The tides they are a'changin, for global sea level rise is picking up speed, according to new research that found its acceleration is much larger than scientists previously thought.
Previous estimates had placed sea level rise at between 1.5 and 1.8 millimeters (mm) annually over the 20th century (1900-1990). However, according to co-lead researchers Carling Hay and Eric Morrow, these numbers over-estimated global sea level rise by as much as 30 percent. The figure was actually closer to 1.2 mm per year.
While that may appear as good news, currently the general consensus is that global sea level has risen by about 3 mm since then. And therefore, due to the previous miscalculation, sea level rise is accelerating at a rate significantly faster than scientists realized.

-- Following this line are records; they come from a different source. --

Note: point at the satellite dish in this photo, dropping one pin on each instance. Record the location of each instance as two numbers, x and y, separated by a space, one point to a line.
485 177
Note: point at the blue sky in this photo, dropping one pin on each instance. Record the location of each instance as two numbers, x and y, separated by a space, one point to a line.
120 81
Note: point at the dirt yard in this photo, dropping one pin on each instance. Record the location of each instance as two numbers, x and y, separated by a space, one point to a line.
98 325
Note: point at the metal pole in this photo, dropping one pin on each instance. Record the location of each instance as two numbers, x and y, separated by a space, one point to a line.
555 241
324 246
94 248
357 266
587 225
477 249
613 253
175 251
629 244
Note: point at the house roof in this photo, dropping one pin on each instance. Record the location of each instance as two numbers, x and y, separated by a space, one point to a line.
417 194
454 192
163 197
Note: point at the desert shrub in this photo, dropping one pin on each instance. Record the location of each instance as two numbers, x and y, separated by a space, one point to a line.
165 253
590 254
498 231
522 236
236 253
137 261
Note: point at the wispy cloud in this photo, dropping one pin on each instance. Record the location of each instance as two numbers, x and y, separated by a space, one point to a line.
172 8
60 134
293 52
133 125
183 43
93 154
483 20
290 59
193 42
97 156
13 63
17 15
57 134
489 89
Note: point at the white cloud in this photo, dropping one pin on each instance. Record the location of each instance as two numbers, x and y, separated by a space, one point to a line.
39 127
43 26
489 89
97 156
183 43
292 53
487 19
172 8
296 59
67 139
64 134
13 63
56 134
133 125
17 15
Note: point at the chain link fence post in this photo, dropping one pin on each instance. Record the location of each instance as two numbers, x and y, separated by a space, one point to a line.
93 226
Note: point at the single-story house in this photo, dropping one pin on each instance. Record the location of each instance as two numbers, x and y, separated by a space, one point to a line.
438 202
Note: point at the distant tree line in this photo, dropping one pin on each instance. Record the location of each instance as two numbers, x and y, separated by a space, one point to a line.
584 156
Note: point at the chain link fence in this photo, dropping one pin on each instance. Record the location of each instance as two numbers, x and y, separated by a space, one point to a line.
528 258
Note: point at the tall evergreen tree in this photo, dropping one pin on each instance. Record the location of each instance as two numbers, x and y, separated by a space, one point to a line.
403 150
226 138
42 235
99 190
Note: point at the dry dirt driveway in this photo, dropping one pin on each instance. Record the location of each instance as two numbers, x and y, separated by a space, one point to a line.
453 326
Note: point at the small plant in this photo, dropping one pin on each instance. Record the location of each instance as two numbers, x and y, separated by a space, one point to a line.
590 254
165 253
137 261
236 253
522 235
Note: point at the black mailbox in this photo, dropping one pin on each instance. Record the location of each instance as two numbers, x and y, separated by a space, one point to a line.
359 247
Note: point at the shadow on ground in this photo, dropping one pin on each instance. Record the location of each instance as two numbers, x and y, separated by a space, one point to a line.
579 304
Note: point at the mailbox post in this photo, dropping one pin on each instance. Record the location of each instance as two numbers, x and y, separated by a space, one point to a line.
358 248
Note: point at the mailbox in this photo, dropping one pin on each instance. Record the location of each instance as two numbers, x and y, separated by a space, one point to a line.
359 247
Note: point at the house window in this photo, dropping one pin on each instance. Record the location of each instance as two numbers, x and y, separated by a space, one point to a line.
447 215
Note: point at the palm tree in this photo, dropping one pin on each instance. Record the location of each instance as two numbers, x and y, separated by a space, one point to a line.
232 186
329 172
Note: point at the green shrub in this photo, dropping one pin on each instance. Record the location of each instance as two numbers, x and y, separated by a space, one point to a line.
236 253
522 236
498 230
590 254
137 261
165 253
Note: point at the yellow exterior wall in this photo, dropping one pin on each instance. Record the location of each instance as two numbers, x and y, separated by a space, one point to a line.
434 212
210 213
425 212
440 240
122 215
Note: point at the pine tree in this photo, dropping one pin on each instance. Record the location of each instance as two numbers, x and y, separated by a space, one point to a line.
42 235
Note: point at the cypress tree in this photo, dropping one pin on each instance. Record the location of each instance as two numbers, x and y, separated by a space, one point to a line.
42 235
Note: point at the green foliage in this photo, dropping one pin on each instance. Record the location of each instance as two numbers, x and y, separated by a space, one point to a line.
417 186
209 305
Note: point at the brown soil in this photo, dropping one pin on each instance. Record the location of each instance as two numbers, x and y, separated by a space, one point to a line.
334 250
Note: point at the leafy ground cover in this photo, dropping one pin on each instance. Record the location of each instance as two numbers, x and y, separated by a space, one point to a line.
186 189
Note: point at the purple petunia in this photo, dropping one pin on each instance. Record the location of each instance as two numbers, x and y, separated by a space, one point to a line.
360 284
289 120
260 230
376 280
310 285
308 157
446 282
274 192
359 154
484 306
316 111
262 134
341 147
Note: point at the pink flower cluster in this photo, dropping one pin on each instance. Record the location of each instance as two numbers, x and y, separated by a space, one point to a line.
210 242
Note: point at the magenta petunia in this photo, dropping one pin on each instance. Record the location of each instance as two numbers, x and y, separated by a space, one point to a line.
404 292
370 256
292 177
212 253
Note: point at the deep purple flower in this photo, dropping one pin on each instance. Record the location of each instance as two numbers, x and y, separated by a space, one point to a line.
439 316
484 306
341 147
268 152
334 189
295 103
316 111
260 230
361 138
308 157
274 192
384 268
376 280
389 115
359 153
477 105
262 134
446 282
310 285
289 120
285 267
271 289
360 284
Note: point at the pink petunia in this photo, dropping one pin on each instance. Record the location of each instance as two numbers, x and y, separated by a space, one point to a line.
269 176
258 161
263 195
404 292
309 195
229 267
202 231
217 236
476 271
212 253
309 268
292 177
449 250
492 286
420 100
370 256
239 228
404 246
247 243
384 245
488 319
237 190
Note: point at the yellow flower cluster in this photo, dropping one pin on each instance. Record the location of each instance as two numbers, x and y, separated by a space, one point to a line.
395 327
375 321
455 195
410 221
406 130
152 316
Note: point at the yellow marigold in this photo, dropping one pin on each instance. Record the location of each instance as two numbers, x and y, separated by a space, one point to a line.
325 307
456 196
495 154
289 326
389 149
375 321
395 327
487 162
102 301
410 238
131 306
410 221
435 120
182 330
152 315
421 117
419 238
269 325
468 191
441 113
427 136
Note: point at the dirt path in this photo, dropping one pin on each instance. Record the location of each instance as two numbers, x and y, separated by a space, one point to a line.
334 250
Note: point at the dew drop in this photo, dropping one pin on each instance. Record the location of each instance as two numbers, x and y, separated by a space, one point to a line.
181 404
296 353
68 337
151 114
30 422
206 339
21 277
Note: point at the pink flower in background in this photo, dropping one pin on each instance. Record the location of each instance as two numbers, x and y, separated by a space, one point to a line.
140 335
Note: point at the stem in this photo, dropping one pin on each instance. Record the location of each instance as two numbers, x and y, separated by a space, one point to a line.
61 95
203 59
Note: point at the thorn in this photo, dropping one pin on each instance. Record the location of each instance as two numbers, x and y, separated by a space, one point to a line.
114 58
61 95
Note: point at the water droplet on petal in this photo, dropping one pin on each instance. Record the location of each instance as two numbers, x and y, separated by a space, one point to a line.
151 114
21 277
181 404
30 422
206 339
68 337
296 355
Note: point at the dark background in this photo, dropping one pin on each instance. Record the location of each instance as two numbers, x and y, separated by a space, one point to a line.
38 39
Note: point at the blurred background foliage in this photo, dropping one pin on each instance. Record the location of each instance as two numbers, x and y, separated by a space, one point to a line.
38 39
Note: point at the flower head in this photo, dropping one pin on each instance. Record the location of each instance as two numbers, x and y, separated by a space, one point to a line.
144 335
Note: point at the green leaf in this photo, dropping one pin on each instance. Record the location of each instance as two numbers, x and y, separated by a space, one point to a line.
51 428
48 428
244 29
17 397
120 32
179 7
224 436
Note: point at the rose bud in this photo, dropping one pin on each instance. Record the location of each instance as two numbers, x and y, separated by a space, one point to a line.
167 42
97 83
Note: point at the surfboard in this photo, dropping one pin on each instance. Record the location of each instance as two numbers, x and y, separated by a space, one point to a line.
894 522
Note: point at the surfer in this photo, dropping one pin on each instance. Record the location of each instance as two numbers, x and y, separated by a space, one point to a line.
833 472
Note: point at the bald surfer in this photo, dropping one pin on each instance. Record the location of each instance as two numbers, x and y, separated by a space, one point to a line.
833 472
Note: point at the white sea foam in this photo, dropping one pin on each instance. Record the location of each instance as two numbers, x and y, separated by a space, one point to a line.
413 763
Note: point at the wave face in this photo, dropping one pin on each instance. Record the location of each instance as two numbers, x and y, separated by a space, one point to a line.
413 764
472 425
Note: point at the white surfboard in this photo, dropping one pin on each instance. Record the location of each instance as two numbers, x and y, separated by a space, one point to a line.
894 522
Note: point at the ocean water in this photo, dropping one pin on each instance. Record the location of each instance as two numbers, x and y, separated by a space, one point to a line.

"What this paper shows is that sea-level acceleration over the past century has been greater than had been estimated by others," Morrow, a recent PhD graduate at Harvard University's Department of Earth and Planetary Sciences (EPS), said in a news release. "It's a larger problem than we initially thought."
"Another concern with this is that many efforts to project sea-level change into the future use estimates of sea level over the time period from 1900 to 1990," he added. "If we've been over-estimating the sea-level change during that period, it means that these models are not calibrated appropriately, and that calls into question the accuracy of projections out to the end of the 21st century."
So the research team decided to take a different approach. Usually to calculate global sea level rise, scientists rely on data from tide gauges that measure ocean currents in each of the world's oceanic sub-regions. The results are then compiled and averaged together to create a global estimate. However, tide gauges only measure along the coastline, leading to inaccurate data and large gaps in the record.
This time around Hay and Morrow decided to take into account a variety of factors that play a role in sea level rise. Aside from obvious ones like global warming and melting of sea ice, they also considered effects from the last ice age, ocean heating and expanding, and changes in ocean circulation.
"We are looking at all the available sea-level records and trying to say that Greenland has been melting at this rate, the Arctic at this rate, the Antarctic at this rate, etc," Hay explained. "We then sum these contributions and add in the rate that the oceans are changing due to thermal expansion to estimate a rate of global mean sea-level change."
To their surprise, simulations and statistical methods showed that over the last 20 years sea level acceleration "is really much larger than anyone thought," she said.
The results were published in the journal Nature.